Los sociólogos suelen coincidir en que las normas sociales impiden, por lo general, que las interacciones entre la gente sean fuente de decepción. La agresión de un mal llamado “hincha” del Tolima a un jugador de Millonarios en plena cancha, es una imagen ciertamente decepcionante. Sin embargo, aún más decepcionante fue ver a un nutrido grupo de seguidores del “vino tinto y oro” aplaudir como a un héroe al agresor. La violencia exaltada, reconocida, aclamada. Esas tristes imágenes son un recordatorio de que aquella frase autocomplaciente “los buenos somos más” es además de maniquea y excluyente, sencillamente hipócrita. Esta semana hubo dos movilizaciones callejeras, una a favor del gobierno y la otra en contra. No nos damos cuenta de que nuestros defectos como sociedad no están en el gobierno, están en la sociedad misma. Los gobiernos son, en muy buena medida, reflejo de la sociedad. De ahí que haya rasgos grotescos de la política colombiana que no desaparecen con la alternancia. Obvio, los gobiernos importan como importa elegir bien y fiscalizar la gestión de quienes son elegidos. Sin embargo, el cambio real depende más de la cultura en general y de la cultura política en particular, que de las políticas públicas.
Más grave que la agresión al jugador en la cancha es la exaltación pública y espontánea del agresor. Eso pone en evidencia las profundas fallas éticas de nuestra sociedad. Colombia sufre de anomia. Ese es un concepto sociológico clásico que literalmente significa “ausencia de normas”. En realidad, como señala el sociólogo alemán Peter Waldmann, la anomia significa que la comunidad ha renunciado a exigir ciertos comportamientos dado que los individuos ya no los observan o no los respetan y, además, las violaciones de esos comportamientos no acarrean sanción alguna. La anomia a la colombiana es aún peor porque no solo no hay sanción al agresor, sino que este es reconocido como un héroe. El episodio en el estadio Manuel Murillo Toro es apenas una muestra de algo que ocurre con frecuencia en nuestro país.
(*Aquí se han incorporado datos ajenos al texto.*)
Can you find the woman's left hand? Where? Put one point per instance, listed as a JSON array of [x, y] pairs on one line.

Fue el francés Emile Durkheim quien introdujo el concepto de anomia a la sociología. Durkheim proponía una distinción entre “reglas” y “normas”. Las primeras las entendía como prescripciones obligatorias que solo se convierten en normas cuando han sido internalizadas por los individuos en sus procesos de socialización. La educación es una manera de evitar la anomia. Por supuesto, cuando la educación es entendida como algo más que la mera formación de “recursos humanos” y es realmente de calidad, es decir, promueve la imaginación, la empatía y la convivencia. Con una educación segregada entre una oferta costosa con cierta formación técnica pero arribista de un lado –con algunas excepciones- y una oferta de mala calidad para la población de bajos ingresos, es difícil que esta pueda contrarrestar la anomia.
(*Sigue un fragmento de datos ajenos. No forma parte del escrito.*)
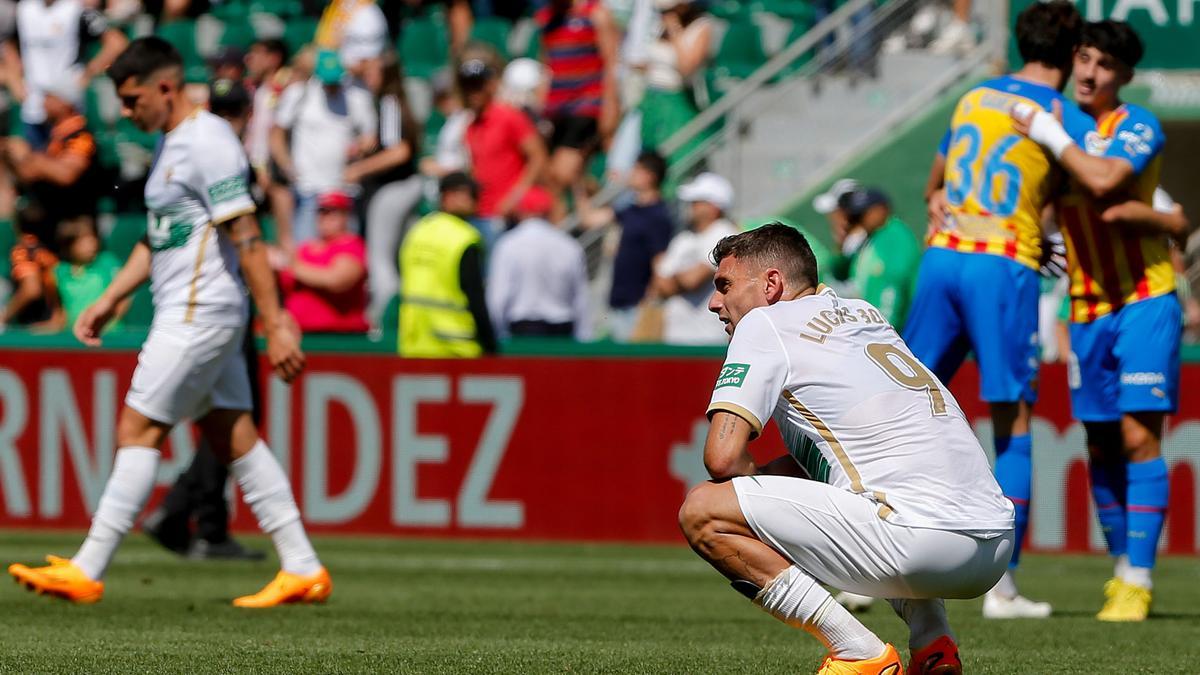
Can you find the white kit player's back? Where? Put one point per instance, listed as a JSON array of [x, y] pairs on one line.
[[198, 178]]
Durkheim advertía que en la esfera económica los actos más censurables suelen estar absueltos por el éxito. Esa advertencia resuena en una sociedad que, como la colombiana, está permeada por un individualismo excesivo, un arribismo odioso y una escasa aversión a la violencia. Esa anomia a la colombiana tiene mucho que ver también con lo que Edward Banfield identificó como “familismo amoral”, es decir, la lealtad hacia la familia a expensas de los compromisos con la comunidad y las normas sociales. Un estudio de hace unos años sobre “valores, representaciones y capital social en Antioquia” halló fuerte evidencia de la presencia de “familismo amoral” en ese departamento. Al agresor en Ibagué –un estudiante de administración de empresas- muy pronto salió a defenderlo su papá, un conocido comerciante de la ciudad.